Her highly anticipated sophomore effort explores the relationship between mother and daughter—one an immigrant from Ghana, the other an assimilated neuroscientist—who are grappling with the exigencies of being both immigrants from Africa and Black in America. Those dual pressures of immigration and racism embodied in one person’s experience is one example of Crenshaw’s intersectionality.
The final talk of the fall semester, entitled “Living Liberation: Dialectical Practice and Micro-Revolutions,” was given by Dr. Sandra So Hee Chi Kim, who reflected on her roles as an academic and community organizer. Dr. Kim’s talk described how she has integrated her scholarly training into grassroots racial justice education and community-building.
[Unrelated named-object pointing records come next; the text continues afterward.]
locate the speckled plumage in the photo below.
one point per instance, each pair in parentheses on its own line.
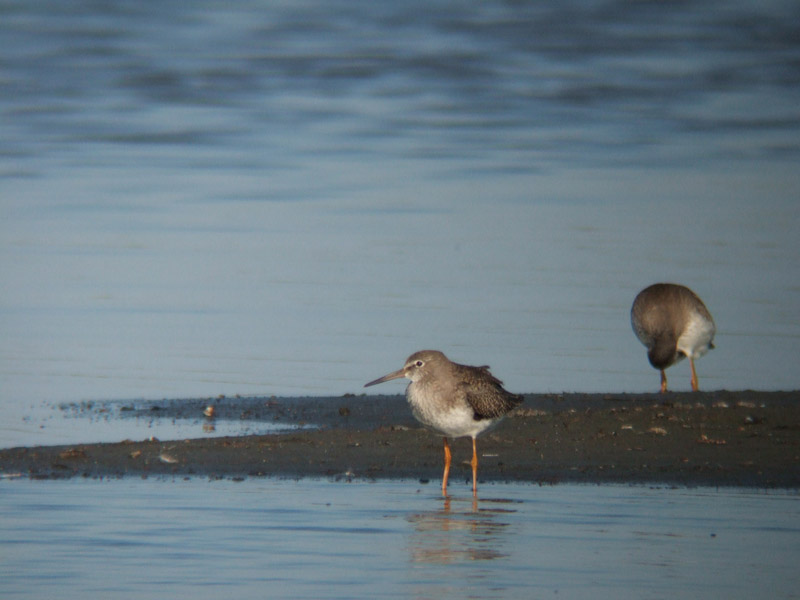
(456,400)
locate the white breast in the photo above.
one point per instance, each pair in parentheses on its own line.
(696,338)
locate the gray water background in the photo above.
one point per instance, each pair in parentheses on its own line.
(327,539)
(288,198)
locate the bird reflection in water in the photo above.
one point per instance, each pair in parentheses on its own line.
(460,531)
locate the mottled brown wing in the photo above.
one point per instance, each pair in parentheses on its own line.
(485,393)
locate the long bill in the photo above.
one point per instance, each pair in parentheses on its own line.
(395,375)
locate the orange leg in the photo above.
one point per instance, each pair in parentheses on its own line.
(474,464)
(447,459)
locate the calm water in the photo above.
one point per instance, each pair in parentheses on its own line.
(312,539)
(290,197)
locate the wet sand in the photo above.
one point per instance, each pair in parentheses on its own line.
(719,438)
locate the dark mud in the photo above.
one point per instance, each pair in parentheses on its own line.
(745,438)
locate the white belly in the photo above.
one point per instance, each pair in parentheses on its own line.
(457,420)
(696,338)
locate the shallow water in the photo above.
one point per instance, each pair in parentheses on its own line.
(289,198)
(320,539)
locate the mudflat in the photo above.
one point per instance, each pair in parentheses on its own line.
(722,438)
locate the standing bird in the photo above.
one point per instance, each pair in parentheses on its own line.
(457,400)
(673,323)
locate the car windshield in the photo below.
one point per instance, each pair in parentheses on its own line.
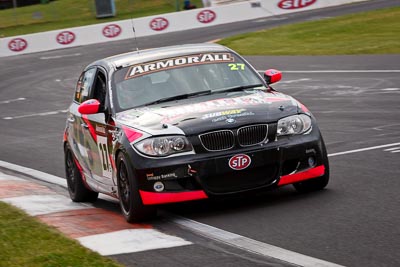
(181,77)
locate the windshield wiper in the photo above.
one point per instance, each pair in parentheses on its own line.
(237,88)
(178,97)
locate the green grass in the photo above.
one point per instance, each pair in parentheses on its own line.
(375,32)
(24,241)
(61,14)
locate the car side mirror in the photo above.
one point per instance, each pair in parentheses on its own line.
(272,76)
(91,106)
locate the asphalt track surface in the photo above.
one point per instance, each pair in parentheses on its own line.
(355,222)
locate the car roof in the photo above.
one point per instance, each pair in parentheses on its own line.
(130,58)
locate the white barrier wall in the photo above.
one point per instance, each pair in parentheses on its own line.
(171,22)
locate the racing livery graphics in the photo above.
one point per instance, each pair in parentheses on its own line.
(186,123)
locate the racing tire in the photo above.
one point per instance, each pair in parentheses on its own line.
(315,184)
(129,198)
(77,190)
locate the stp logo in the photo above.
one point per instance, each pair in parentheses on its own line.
(159,24)
(206,16)
(112,30)
(295,4)
(239,162)
(65,37)
(17,44)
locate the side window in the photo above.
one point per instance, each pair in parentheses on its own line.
(84,85)
(99,90)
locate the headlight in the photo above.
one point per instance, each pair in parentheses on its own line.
(297,124)
(164,146)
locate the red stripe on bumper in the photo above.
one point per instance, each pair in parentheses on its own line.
(151,198)
(301,176)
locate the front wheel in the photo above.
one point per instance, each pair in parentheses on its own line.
(128,192)
(76,188)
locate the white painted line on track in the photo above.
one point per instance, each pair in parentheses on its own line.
(60,56)
(390,89)
(45,204)
(12,100)
(37,114)
(393,148)
(338,71)
(362,149)
(34,173)
(6,177)
(248,244)
(131,240)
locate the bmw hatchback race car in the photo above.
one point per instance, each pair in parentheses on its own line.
(185,123)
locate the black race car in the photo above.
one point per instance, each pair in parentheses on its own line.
(184,123)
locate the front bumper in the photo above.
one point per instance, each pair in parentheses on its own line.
(286,161)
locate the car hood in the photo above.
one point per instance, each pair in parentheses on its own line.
(207,113)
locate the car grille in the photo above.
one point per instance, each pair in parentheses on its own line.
(225,139)
(241,180)
(252,135)
(217,141)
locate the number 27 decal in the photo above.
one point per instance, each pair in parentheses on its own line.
(236,66)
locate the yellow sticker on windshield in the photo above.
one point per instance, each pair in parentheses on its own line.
(236,66)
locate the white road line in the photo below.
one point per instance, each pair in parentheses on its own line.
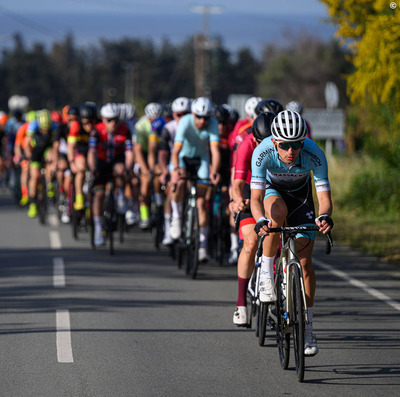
(58,273)
(64,345)
(359,284)
(53,220)
(55,240)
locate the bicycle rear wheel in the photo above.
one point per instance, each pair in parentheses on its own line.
(282,336)
(42,200)
(298,323)
(121,227)
(262,323)
(192,254)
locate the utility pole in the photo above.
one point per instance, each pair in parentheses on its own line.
(202,46)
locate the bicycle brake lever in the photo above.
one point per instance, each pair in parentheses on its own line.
(329,243)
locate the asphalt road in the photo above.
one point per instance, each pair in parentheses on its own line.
(79,322)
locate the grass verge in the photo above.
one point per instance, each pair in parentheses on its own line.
(365,230)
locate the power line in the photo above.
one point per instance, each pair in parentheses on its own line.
(27,22)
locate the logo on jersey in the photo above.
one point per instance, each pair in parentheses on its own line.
(315,159)
(262,156)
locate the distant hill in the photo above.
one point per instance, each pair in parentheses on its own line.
(237,31)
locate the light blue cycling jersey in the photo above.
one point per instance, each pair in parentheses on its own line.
(267,170)
(196,143)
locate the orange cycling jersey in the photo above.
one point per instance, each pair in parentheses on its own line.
(21,134)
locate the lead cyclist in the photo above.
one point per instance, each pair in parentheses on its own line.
(281,191)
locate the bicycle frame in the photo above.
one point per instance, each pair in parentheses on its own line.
(191,202)
(287,261)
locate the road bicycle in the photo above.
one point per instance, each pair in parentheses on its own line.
(112,220)
(220,229)
(41,197)
(80,219)
(289,313)
(257,308)
(188,244)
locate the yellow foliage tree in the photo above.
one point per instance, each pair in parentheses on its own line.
(371,29)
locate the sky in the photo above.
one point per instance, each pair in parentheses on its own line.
(240,23)
(304,7)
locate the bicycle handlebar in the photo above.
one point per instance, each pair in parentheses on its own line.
(297,229)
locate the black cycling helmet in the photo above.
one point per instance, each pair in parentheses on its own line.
(167,110)
(233,116)
(88,112)
(262,125)
(221,114)
(73,111)
(269,105)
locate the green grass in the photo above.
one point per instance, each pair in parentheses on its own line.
(375,230)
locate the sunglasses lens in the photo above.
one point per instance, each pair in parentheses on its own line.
(203,117)
(293,145)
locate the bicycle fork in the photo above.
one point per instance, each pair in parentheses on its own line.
(189,221)
(287,287)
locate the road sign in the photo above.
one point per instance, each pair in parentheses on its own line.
(331,95)
(326,124)
(237,101)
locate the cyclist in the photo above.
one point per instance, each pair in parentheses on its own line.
(298,107)
(11,129)
(128,116)
(78,141)
(38,149)
(20,159)
(243,126)
(222,114)
(110,154)
(196,136)
(3,122)
(281,192)
(269,105)
(157,126)
(143,130)
(180,107)
(240,202)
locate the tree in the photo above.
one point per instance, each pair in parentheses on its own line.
(371,30)
(301,71)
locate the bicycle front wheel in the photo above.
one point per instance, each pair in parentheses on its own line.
(282,336)
(298,323)
(192,255)
(262,323)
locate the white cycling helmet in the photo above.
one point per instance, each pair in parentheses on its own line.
(153,110)
(110,111)
(295,106)
(289,126)
(181,105)
(250,106)
(127,111)
(202,107)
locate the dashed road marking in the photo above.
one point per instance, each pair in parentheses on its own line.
(64,345)
(359,284)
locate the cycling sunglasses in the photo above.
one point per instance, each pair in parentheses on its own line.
(287,145)
(202,117)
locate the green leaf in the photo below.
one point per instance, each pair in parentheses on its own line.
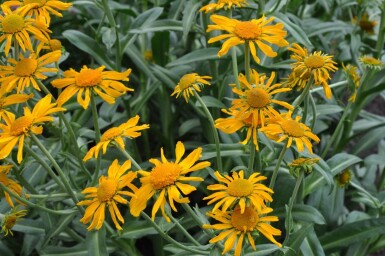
(210,101)
(297,238)
(348,234)
(293,29)
(88,45)
(196,56)
(302,212)
(96,242)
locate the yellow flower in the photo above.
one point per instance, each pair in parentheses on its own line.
(24,71)
(317,64)
(223,4)
(16,26)
(104,83)
(249,32)
(282,127)
(10,220)
(15,130)
(235,123)
(10,100)
(236,225)
(108,194)
(352,73)
(116,134)
(40,9)
(188,83)
(240,191)
(10,184)
(371,62)
(257,99)
(167,179)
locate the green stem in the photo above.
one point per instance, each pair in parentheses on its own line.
(128,156)
(30,204)
(71,132)
(275,172)
(184,231)
(113,25)
(337,130)
(214,130)
(168,238)
(291,203)
(58,169)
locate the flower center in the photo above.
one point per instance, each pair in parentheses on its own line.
(88,78)
(246,221)
(55,44)
(186,81)
(164,175)
(21,125)
(107,190)
(293,128)
(39,2)
(12,23)
(10,221)
(111,134)
(314,61)
(240,188)
(26,67)
(247,30)
(258,98)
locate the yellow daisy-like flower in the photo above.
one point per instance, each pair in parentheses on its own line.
(317,64)
(257,99)
(41,9)
(10,220)
(167,179)
(11,99)
(250,32)
(108,194)
(24,71)
(188,83)
(240,191)
(371,62)
(16,130)
(235,123)
(352,74)
(282,127)
(223,4)
(16,26)
(236,226)
(10,184)
(116,134)
(104,83)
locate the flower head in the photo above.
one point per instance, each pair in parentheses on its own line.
(248,32)
(167,179)
(7,100)
(40,9)
(108,194)
(16,130)
(256,100)
(104,83)
(236,225)
(237,190)
(317,64)
(116,134)
(16,26)
(282,127)
(188,83)
(223,4)
(24,71)
(10,220)
(10,184)
(371,62)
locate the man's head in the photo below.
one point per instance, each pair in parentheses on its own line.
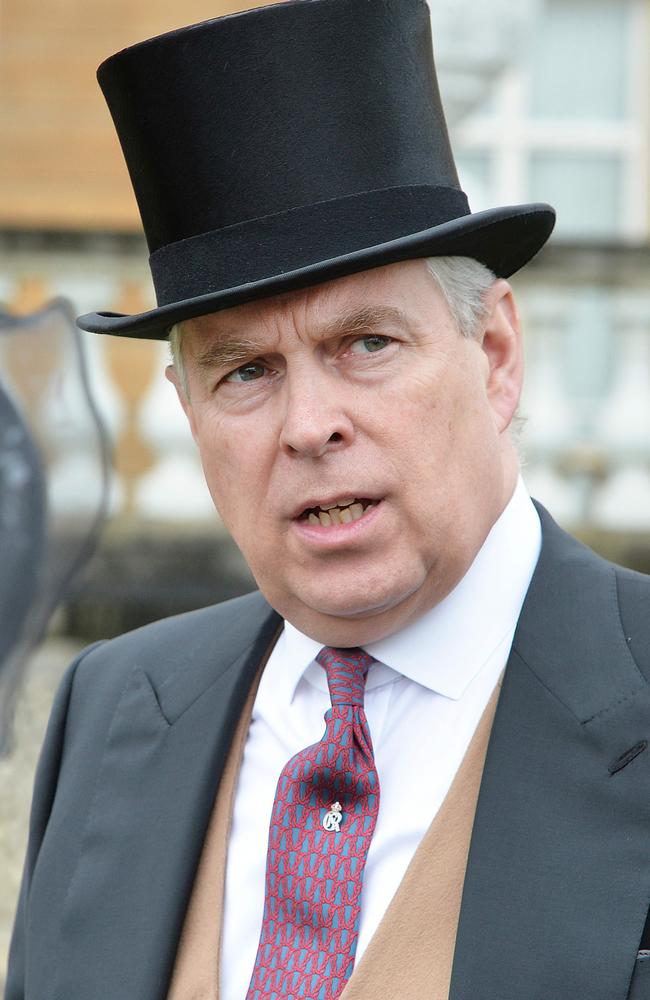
(363,389)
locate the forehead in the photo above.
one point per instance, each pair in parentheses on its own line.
(396,293)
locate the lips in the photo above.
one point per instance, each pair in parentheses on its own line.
(343,511)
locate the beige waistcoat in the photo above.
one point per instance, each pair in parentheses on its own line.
(411,953)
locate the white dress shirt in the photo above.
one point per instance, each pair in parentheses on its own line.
(423,700)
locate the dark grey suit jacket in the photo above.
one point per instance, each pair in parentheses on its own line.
(558,880)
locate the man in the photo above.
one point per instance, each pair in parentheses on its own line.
(348,353)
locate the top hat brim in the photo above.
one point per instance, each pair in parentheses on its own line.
(504,239)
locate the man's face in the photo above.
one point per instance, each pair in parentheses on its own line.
(355,443)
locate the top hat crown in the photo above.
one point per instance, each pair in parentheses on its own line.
(292,144)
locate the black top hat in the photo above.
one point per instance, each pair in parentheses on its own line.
(292,144)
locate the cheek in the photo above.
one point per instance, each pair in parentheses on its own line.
(236,472)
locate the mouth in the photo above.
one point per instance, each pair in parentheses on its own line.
(343,511)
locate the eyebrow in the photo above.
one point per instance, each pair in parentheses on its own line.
(232,349)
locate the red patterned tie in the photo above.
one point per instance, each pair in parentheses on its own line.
(322,822)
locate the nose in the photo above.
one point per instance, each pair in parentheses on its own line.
(315,419)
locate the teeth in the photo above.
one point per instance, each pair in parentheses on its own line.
(344,513)
(341,503)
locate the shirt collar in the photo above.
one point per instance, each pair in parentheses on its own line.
(445,648)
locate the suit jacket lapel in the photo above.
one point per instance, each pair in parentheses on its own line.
(160,770)
(558,877)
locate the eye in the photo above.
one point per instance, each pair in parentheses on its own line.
(369,345)
(246,373)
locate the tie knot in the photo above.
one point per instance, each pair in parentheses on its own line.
(346,671)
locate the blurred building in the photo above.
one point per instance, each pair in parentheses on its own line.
(551,107)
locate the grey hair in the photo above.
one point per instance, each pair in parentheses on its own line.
(464,282)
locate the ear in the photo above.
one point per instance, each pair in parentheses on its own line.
(172,375)
(502,346)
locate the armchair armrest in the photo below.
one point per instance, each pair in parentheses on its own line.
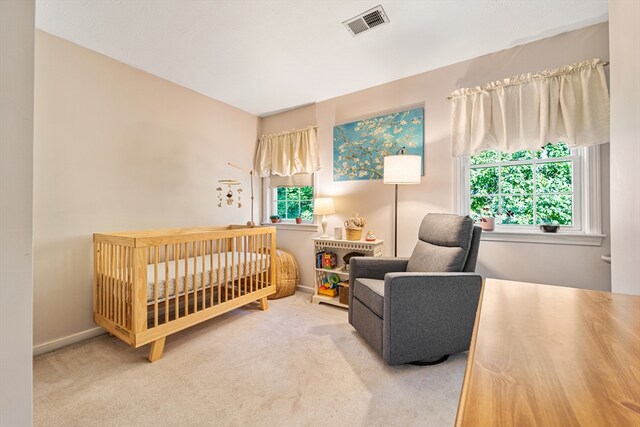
(428,314)
(375,267)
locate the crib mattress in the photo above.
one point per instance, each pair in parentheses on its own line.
(224,270)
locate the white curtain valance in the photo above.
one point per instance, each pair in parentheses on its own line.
(568,104)
(288,153)
(297,180)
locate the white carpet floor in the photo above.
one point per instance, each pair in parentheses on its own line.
(297,364)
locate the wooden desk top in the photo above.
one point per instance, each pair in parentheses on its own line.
(552,356)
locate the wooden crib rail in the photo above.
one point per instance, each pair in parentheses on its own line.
(167,236)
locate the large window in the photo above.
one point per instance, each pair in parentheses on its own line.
(525,188)
(293,202)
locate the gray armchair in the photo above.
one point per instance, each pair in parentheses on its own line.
(419,309)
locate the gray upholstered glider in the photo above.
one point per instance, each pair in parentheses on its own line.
(420,309)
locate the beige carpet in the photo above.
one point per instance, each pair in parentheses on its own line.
(297,364)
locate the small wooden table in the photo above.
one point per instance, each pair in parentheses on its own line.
(552,356)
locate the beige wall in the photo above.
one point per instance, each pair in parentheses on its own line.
(577,266)
(624,35)
(17,22)
(118,149)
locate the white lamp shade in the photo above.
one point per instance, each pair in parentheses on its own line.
(402,169)
(324,206)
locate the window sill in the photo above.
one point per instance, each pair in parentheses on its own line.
(291,226)
(559,238)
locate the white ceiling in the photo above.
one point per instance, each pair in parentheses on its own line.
(265,56)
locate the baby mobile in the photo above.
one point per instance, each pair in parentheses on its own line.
(229,196)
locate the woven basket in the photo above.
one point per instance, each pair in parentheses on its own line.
(354,233)
(286,274)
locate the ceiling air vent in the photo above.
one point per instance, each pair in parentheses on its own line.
(365,21)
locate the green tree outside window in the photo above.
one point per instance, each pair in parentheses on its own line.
(535,186)
(294,202)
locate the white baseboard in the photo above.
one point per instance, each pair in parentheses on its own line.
(68,340)
(94,332)
(305,289)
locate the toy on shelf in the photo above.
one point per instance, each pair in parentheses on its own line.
(329,260)
(329,285)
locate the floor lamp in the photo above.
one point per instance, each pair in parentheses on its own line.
(401,169)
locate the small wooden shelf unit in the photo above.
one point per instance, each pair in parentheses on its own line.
(341,248)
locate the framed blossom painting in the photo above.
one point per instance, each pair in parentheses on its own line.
(359,148)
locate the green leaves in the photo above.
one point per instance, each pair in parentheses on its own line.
(529,184)
(294,202)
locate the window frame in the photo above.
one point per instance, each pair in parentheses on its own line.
(269,200)
(587,227)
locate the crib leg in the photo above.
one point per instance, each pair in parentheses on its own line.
(157,347)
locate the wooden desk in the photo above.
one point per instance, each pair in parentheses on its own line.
(552,356)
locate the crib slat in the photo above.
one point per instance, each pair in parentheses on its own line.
(112,250)
(203,254)
(119,282)
(186,283)
(210,273)
(226,270)
(155,285)
(262,252)
(271,262)
(129,277)
(219,271)
(176,293)
(166,283)
(245,239)
(139,302)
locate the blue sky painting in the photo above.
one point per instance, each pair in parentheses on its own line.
(359,148)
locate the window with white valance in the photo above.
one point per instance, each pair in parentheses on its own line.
(525,112)
(287,161)
(288,153)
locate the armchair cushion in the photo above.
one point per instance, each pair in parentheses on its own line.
(443,245)
(371,293)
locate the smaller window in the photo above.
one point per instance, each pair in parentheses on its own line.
(293,202)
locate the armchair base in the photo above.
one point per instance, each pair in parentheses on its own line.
(429,362)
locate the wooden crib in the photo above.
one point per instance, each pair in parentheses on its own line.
(150,284)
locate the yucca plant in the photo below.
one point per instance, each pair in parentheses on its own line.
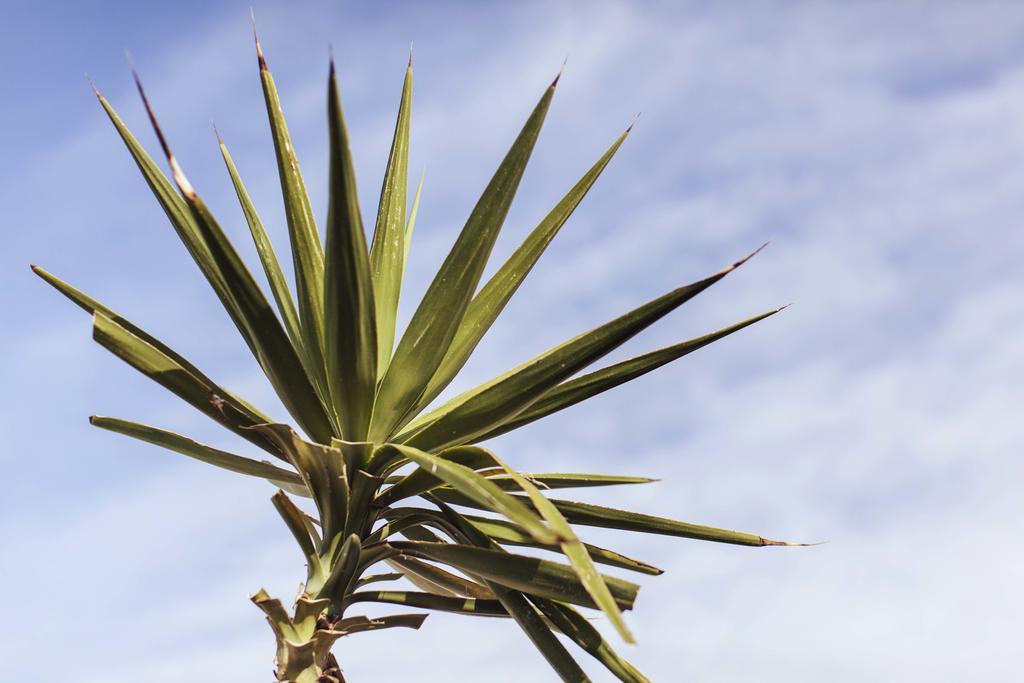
(393,481)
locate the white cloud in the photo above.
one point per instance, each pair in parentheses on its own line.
(877,145)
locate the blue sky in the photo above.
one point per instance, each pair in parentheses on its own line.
(880,146)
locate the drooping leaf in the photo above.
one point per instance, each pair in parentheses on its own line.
(519,607)
(237,404)
(529,574)
(323,471)
(421,479)
(577,553)
(378,579)
(473,606)
(352,625)
(411,223)
(509,534)
(343,567)
(478,488)
(564,480)
(193,449)
(267,256)
(350,328)
(388,249)
(581,388)
(439,313)
(488,303)
(171,375)
(307,252)
(476,412)
(597,515)
(178,214)
(579,630)
(297,523)
(441,579)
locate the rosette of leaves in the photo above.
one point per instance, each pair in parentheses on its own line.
(389,479)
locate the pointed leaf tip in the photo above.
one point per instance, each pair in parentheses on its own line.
(790,544)
(259,48)
(747,258)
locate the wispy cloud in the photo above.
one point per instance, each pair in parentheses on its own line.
(879,146)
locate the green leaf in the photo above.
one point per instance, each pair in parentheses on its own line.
(473,606)
(434,324)
(518,606)
(343,567)
(377,579)
(298,524)
(509,534)
(576,552)
(596,515)
(174,377)
(560,480)
(580,389)
(179,215)
(323,471)
(350,326)
(272,348)
(201,452)
(479,489)
(412,219)
(307,252)
(474,413)
(488,303)
(238,408)
(388,250)
(439,579)
(352,625)
(421,479)
(529,574)
(579,630)
(271,266)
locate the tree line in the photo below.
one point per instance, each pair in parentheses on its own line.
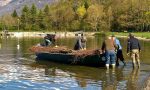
(86,15)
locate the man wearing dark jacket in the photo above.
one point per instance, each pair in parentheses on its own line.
(134,48)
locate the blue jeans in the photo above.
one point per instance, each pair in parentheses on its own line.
(110,56)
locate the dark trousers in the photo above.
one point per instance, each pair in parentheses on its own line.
(119,57)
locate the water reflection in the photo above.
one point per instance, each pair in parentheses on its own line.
(132,82)
(19,70)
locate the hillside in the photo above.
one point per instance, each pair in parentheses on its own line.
(7,6)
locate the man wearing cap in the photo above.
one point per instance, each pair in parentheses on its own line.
(134,48)
(119,51)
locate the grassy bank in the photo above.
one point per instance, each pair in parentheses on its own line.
(145,35)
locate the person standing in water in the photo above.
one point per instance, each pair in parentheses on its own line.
(108,47)
(134,48)
(119,51)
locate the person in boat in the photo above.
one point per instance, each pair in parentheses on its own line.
(108,47)
(134,48)
(80,42)
(49,39)
(83,41)
(119,53)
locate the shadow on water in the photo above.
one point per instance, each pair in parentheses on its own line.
(123,77)
(19,70)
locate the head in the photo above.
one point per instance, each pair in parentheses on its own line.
(131,35)
(113,36)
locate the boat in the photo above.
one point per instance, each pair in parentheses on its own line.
(81,57)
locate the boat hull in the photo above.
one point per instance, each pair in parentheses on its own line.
(90,60)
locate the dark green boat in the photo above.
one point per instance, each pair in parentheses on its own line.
(89,60)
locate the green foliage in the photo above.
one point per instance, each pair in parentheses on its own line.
(87,15)
(14,14)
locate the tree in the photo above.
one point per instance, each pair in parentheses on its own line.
(46,10)
(14,14)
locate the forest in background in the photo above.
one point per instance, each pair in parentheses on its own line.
(86,15)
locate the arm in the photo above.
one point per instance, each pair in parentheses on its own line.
(80,44)
(128,46)
(103,46)
(139,46)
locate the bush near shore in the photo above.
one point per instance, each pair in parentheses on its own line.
(145,35)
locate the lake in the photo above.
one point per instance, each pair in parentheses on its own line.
(20,71)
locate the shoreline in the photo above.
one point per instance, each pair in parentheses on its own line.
(140,38)
(42,34)
(60,34)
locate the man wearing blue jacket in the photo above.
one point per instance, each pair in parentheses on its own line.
(134,48)
(119,51)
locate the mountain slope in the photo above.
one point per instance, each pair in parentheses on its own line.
(7,6)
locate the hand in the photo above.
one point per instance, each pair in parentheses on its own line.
(128,54)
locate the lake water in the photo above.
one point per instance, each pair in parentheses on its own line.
(20,71)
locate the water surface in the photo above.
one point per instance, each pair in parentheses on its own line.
(20,71)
After Dr. Kim’s lecture, Susannah Lee Kandikatti, a student at the University of Hawaii at Mānoa, was moved to write to Associate Dean Ayad. “There are many days,” she wrote, “when I feel hopeless about the state of our nation and the world, but Dr. Kim’s talk was truly reinvigorating knowing that the small steps we take together, although small, are important and significant.”
Brighton concurs: “Intersectionality allows us to have a broader mindset as we notice links and causes that might have not been immediately obvious before.” The result, he says, is “more accurate problem solving.”
The series, which continued in Spring 2021 with three more speakers, keeps exploring various issues using an intersectional lens. Associate Dean Ayad encourages all members of the Cooper community to join in on the conversation and to share suggestions for future speakers with her or Dean Chamberlin: “The process is very open and collaborative, and we would love your input.”